King Solomon was born in 990 BC in Jerusalem, Israel and died in 931 BC. During his time on earth he was the King of Israel, incredibly wealthy and perhaps the wisest man to ever live. He was the son of King David, Israel’s greatest king. Leaders today do all they can to earn a modicum of respect nearing King Solomon’s accomplishments. Of course, not everyone is destined to be a king or president or hold high office but all leaders do need to lead with distinction and wisdom. I would add grace to this mix as well, because without grace a leader can easily build a reputation for being too harsh.
When the Queen of Sheba came to Jerusalem most historical accounts state she arrived to ask Solomon the most difficult questions to see if his well-known wisdom was well earned. She brought highly valuable gifts that included rare spices, gold and precious stones. At that time it was reported that “Never before came such an abundance of spices.” This was in a period of history where there were very few truly wealthy people and it was atypical that a woman would be a senior leader with so much wealth.
The queen asked her questions and received a steady flow of wisdom and insights, as she had never heard before. Following her exchange with Solomon she pointed out something beyond how wise Solomon was that provides insight into our human interactions. She told Solomon, “How happy your people must be! How happy your officials must be, who continually stand before you and hear your wisdom!”
What she didn’t point out was Solomon’s incredible palace, land or how many servants under his employ. Rather, she paid him the highest compliment saying how happy those that worked for him must be.
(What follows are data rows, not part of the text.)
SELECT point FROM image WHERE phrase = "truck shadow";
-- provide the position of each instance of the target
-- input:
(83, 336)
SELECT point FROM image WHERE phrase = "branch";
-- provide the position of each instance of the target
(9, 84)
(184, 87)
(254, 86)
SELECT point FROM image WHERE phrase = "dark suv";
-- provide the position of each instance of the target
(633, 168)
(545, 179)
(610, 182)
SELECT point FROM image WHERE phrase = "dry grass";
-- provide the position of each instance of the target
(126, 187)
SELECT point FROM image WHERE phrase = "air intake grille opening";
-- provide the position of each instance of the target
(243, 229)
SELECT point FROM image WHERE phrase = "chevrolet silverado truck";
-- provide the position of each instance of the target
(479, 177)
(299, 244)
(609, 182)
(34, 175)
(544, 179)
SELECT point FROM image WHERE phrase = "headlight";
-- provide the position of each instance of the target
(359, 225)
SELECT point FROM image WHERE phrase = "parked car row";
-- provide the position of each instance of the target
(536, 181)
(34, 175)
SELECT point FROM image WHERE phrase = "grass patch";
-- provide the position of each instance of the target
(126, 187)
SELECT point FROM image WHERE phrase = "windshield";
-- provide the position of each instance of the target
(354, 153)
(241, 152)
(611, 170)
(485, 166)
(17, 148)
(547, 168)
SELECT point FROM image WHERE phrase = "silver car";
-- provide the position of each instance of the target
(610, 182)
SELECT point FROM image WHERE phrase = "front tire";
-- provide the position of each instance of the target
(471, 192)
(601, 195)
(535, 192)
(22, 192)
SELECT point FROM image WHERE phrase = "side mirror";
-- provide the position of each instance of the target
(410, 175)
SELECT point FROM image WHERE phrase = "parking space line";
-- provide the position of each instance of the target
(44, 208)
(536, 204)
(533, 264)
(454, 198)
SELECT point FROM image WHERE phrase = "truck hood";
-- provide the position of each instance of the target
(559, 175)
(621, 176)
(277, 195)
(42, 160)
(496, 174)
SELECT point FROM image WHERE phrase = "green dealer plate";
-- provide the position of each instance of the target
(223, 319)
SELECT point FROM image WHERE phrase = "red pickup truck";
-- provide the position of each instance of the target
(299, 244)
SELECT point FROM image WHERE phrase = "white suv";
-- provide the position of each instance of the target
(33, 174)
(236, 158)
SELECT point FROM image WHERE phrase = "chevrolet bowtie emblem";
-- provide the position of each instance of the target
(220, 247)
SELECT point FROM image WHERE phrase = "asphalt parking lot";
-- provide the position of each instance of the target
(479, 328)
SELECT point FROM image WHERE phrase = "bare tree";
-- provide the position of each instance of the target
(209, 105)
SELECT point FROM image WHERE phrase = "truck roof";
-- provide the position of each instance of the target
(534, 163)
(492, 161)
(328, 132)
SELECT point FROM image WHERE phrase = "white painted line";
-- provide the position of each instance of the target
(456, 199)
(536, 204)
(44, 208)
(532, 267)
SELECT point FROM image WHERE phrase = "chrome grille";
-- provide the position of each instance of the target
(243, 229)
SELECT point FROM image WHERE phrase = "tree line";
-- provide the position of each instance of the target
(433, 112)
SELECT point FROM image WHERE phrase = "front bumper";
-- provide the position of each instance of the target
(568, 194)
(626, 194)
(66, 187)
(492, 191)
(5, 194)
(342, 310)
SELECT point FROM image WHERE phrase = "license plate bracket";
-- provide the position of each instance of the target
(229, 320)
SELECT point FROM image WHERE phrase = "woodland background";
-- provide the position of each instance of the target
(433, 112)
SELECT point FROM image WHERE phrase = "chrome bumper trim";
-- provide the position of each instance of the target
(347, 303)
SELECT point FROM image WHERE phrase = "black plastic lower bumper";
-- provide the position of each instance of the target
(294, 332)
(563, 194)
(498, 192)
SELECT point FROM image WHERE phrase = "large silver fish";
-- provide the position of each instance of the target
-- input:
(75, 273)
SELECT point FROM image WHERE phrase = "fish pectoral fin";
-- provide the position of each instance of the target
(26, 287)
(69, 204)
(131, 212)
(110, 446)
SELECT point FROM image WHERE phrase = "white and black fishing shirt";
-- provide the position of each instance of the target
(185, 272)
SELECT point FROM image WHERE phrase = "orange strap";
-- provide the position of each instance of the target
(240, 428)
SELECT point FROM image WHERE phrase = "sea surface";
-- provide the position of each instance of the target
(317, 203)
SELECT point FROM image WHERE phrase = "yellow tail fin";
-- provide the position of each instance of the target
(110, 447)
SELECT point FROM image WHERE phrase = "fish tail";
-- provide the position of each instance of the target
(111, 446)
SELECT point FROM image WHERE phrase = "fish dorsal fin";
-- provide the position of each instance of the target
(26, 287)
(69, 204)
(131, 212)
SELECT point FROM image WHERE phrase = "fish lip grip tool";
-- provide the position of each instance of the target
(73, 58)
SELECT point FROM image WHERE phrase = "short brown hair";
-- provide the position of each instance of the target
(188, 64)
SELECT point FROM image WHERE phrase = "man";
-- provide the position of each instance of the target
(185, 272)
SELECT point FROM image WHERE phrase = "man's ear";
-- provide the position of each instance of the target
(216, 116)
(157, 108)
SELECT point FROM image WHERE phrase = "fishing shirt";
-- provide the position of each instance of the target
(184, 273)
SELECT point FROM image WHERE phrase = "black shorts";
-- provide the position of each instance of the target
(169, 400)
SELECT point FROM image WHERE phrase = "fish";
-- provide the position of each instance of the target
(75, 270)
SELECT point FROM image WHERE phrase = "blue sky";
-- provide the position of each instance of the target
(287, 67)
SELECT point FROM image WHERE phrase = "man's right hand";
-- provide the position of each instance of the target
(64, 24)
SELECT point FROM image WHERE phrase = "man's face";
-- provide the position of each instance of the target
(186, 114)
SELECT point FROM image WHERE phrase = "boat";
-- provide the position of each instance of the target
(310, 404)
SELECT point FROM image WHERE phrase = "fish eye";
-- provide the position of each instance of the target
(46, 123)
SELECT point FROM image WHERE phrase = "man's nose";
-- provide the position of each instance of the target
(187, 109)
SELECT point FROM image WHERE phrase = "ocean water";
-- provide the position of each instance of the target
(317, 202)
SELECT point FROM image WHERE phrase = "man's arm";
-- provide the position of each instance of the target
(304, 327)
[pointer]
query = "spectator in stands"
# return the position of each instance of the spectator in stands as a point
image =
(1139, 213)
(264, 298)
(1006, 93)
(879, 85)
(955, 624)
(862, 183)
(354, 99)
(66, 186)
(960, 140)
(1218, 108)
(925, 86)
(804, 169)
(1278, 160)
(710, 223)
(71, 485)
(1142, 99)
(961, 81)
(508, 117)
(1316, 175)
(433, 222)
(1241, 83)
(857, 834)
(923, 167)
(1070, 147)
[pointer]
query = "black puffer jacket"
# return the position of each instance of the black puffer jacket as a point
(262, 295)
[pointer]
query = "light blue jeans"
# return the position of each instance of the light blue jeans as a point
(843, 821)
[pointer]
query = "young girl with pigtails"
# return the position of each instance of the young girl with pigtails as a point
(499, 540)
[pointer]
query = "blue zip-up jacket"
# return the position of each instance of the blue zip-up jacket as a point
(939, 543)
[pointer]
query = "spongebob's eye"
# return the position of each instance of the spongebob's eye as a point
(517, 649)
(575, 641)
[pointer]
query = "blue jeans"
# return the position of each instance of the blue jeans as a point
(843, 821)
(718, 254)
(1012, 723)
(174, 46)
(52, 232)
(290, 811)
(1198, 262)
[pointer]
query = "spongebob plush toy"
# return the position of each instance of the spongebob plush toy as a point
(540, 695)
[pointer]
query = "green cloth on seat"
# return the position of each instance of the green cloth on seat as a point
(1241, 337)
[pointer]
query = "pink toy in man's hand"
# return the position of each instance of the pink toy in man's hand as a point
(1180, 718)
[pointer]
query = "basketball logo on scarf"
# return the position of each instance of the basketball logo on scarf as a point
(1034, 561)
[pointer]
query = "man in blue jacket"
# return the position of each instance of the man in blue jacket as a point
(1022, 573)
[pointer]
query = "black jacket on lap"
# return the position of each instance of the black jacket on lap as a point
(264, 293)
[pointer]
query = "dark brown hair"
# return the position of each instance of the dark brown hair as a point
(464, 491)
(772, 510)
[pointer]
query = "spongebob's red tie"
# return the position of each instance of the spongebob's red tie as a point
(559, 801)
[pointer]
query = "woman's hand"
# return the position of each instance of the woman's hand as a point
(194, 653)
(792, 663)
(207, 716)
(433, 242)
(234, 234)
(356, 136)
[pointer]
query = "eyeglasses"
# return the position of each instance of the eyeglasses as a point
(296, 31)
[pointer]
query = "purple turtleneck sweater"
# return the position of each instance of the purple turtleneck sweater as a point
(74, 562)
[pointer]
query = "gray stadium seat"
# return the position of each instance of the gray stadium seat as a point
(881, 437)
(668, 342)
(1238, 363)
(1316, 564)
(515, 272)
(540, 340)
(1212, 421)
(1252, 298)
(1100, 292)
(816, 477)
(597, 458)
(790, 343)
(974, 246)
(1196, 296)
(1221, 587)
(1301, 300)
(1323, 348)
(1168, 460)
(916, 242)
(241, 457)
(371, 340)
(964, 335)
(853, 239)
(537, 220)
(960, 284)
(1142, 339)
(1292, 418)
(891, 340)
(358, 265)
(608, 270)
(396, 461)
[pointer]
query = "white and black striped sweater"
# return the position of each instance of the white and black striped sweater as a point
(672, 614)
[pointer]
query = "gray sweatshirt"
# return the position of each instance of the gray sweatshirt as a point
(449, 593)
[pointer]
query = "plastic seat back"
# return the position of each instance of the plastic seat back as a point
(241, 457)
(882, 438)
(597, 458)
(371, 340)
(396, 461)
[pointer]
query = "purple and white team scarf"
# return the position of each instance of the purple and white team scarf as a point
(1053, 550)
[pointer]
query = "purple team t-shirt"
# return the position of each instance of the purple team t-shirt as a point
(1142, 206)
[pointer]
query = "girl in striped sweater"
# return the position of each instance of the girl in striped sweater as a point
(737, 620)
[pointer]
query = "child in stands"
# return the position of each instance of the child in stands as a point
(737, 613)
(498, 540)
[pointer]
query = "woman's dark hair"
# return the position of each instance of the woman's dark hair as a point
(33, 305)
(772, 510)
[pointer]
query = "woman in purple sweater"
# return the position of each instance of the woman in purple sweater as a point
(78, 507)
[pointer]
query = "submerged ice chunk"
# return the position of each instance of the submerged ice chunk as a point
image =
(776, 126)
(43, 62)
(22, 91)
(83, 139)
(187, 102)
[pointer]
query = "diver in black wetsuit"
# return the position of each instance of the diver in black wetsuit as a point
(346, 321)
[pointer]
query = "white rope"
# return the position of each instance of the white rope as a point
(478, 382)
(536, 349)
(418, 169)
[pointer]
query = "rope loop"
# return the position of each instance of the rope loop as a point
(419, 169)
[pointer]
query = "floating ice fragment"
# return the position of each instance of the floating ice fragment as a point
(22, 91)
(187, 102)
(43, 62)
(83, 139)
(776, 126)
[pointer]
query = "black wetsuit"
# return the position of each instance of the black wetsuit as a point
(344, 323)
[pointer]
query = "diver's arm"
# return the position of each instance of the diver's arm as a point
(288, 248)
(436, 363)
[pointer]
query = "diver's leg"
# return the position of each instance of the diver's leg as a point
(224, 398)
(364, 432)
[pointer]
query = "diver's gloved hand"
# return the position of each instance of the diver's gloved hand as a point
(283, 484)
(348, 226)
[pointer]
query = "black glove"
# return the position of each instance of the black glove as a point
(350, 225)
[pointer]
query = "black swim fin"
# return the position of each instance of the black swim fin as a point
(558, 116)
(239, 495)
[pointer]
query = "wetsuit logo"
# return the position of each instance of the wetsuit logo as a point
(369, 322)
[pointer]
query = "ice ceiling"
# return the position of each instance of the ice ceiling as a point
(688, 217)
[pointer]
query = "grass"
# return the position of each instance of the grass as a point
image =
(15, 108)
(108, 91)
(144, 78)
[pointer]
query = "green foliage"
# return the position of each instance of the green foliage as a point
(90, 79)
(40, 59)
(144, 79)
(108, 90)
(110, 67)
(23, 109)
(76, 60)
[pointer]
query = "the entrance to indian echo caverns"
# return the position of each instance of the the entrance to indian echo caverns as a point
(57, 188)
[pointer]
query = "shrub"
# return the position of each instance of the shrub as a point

Organizations that do what is expected of them may do good things and help people, but the truly best organizations are those that have leaders who know how to delegate in a calm and steady manner. Isn’t it fascinating the queen didn’t comment on how happy Solomon must be, but rather on how happy his staff must be. Truly, the number one compliment any leader can receive is how happy their staff is under their leadership.